Students Sew Port Pillows for Patients

Project allows students to ‘do something for someone else’
Teacher Nancy Jansen shows Omar Ramos some of the port pillows her students made.

Middle school students in Nancy Jansen’s sewing class this year learned how to sew — and to do something for others.

Jansen teaches a class for beginning sewers at Thompson Junior High in Oswego. Family Consumer Science is a one-semester elective, and many of her students — boys and girls in grades 7 and 8 — had never sewn before. After becoming familiar with the sewing machine, their first project was to make drawstring bags for themselves. Then, they made port pillows for people with cancer.

All in all, they made 380 port pillows and donated them to Waterford Place Cancer Resource Center. 

“The project gives the kids a chance to do something for someone else,” Jansen says. Many of the students jumped at the chance. 
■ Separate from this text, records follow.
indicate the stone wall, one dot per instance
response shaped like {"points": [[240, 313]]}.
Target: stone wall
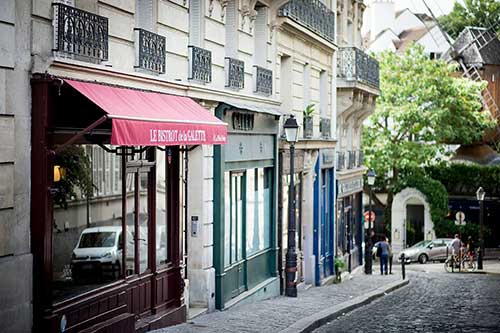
{"points": [[15, 129]]}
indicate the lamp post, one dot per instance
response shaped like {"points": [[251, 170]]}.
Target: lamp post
{"points": [[480, 197], [368, 239], [292, 134]]}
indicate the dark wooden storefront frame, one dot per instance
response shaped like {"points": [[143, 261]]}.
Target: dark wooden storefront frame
{"points": [[139, 302]]}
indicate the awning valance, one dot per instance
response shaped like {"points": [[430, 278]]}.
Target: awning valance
{"points": [[143, 118]]}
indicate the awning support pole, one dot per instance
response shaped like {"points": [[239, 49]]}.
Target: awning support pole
{"points": [[81, 133]]}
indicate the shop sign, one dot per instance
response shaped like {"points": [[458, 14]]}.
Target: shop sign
{"points": [[328, 158], [242, 147], [350, 186]]}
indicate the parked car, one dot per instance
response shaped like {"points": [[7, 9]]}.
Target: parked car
{"points": [[427, 250], [98, 249]]}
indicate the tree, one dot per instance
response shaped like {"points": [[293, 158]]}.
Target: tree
{"points": [[422, 108], [478, 13]]}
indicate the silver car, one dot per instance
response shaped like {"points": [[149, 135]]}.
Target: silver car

Each student was required to make one pillow. 

“Then,” Jansen says, “they made as many as they wanted to.” Some made two or three; others made 15 to 20, she estimates. 

The pillows that “ease the ouch” can be strapped to a seat belt to make it more comfortable for patients who have ports —devices implanted under the skin that deliver medication into the bloodstream. The pillows are given to Waterford Place participants who want them. Waterford Place ambassadors also give them to patients at RUSH Copley’s Cancer Care Center.

“I am really thrilled,” said Omar Ramos, Waterford Place program development and operations manager, when Jansen delivered the ports. “We’re stocked up for the rest of the year.” 

In addition to the pillows, Jansen’s class donated three fleece blankets to the center. The blankets were made by students with autism.